Setting the gRPC keepalive will have two consequences. First, gRPC will send an HTTP/2 ping when there are ongoing queries and no data through the link after the keepalive time has expired, and expect a response within the keepalive timeout. More importantly, setting gRPC keepalive will also change the TCP socket by setting the TCP_USER_TIMEOUT option to the keepalive timeout, which defaults to 20 seconds. TCP_USER_TIMEOUT has a major impact as it will timeout the TCP socket after 20 seconds spent with transmitted but unacknowledged data. gRPC keepalive won’t even have time to send an HTTP/2 ping.

However, this created a new problem—many of our users at Datadog began setting the keepalive time lower and lower in order to proactively avoid silent connection drops. This ends up being counterproductive because of the keepalive enforcement policy system. Because HTTP2 pings are not cheap, especially if you have thousands of clients creating pings every second, by default, gRPC servers are configured to have a minimum ping interval of five minutes—if a server receives a ping within this limit, it will give a strike (one strike per ping). When the server reaches the third strike before the five-minute limit, it will close the connection with a Too Many Pings error, close the TCP socket, and shut down all ongoing queries in the subchannel. A closed connection like this could lead to active queries on this connection to fail.

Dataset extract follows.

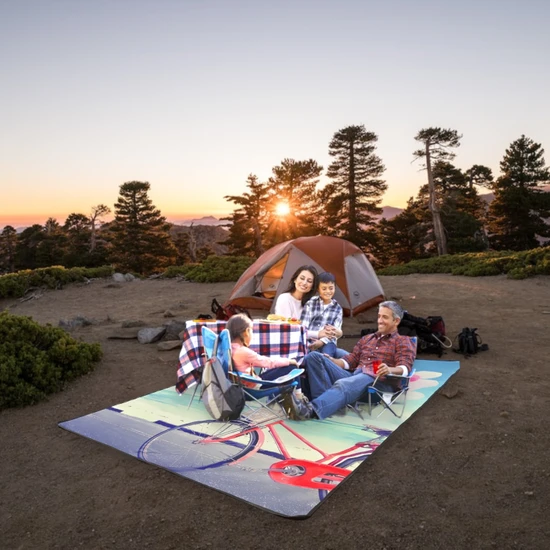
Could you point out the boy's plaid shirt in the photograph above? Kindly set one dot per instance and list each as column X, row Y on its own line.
column 315, row 315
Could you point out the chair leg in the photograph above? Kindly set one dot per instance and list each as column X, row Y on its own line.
column 193, row 396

As a result, if you set the keepalive time too low, you end up trading one kind of failure for another one.

At the end of the day, what we’re really interested in is the TCP_USER_TIMEOUT parameter of the gRPC keepalive feature. We encourage users to set the gRPC keepalive timeout value to a high value, such as five minutes, so it will never trigger because of the client timeout setting. This allows us to use TCP_USER_TIMEOUT to avoid silent connection drops without triggering a Max Ping Strike.

Properly monitor your services

In order to stay on top of the issues we’ve raised above, it’s essential to monitor your gRPC services. This involves identifying gRPC communications between your microservices and tracking vital metrics—such as the latency and success (status codes) of communications—alongside other critical information, including health indicators from your infrastructure and service metadata. This will allow you to understand issues when they arise (e.g., if gRPC connections are causing load imbalance on your hosts, or if failed transmissions are a signal of something bigger, like a silent connection drop).

Datadog offers a built-in gRPC integration that allows you to add an interceptor that collects an APM trace for each gRPC request. Each of these spans can be investigated in Datadog, alongside golden metrics (throughput, error rate, latency) and a wealth of other monitoring data from across the stack. Distributed tracing is vital in the kind of large deployment we have, because it pinpoints where in our system a given error is coming from—which would otherwise be extremely difficult to identify in such a complex environment.

Acknowledgments

Running a high-scale Kubernetes environment at Datadog has given us the opportunity to face some challenging but also discover interesting dimensions of using gRPC. In this post, we’ve explained the importance of setting the round_robin policy to handle load balancing on the client side, how TLS solves the IP recycling problem, how setting the MaxConnectionAge on the server side helps with proper scale-out detection, and how configuring the timeout parameter of the keepalive feature helps solve silent connection drops.

We’d like to thank Anthonin Bonnefoy for his contributions and Ara Pulido for facilitating the Datadog on gRPC episode on which this post was based.